Gombert made the decision to become a theologian and studied Protestant theology at the University of Königsberg , the University of Rostock and the University of Göttingen . Since she had very good school reports, she was accepted into the German National Academic Foundation in 1925 . Gombert was involved in the Association of Protestant Theologians and advocated job opportunities for women theologians in the church.

She completed her studies in 1930 with the first theological exam and then worked as a parish assistant at St. Lukas Church in Fuhlsbüttel , where she was entrusted with youth work, church instruction and social work. She placed particular emphasis on theological dialogue with young people. In 1933 she got a permanent position, completed the vicariate , which she completed with the second theological exam in the same year.
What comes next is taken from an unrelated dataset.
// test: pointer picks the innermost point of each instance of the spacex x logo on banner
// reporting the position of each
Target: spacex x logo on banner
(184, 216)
Gombert gave lectures, for example in the German-Evangelical Women's Association , and led Hamburg meetings of the female theologians' association. During the time of National Socialism , Gombert was never a member of the NSDAP , but since 1934 a member of the Hamburg confessional community.

After the end of the Second World War , Gombert took over the chairmanship of Evangelical Women's Aid and full-time management of the Evangelical Women's Work in Hamburg . In these positions she was particularly committed to mothers' and women's free time . In June 1952, Gombert resigned from her position as director of the women's organization. In doing so, she protested against the decision made by the regional church office in 1951 to provide a legal structure for the institution's relatively open work.

Gombert switched to hospital pastoral care and from 1955 worked exclusively in Hamburg-Eilbek . Here she was allowed to take over the services in 1964. From 1965 Gombert became a spiritual member of a committee of the synod for the ordination of women .

On September 1, 1967, Katharina Gombert retired for health reasons and received the official title of “Pastor i. R ". She thus had the rights to administer the sacraments and to proclaim the word publicly, for which she had campaigned for several decades.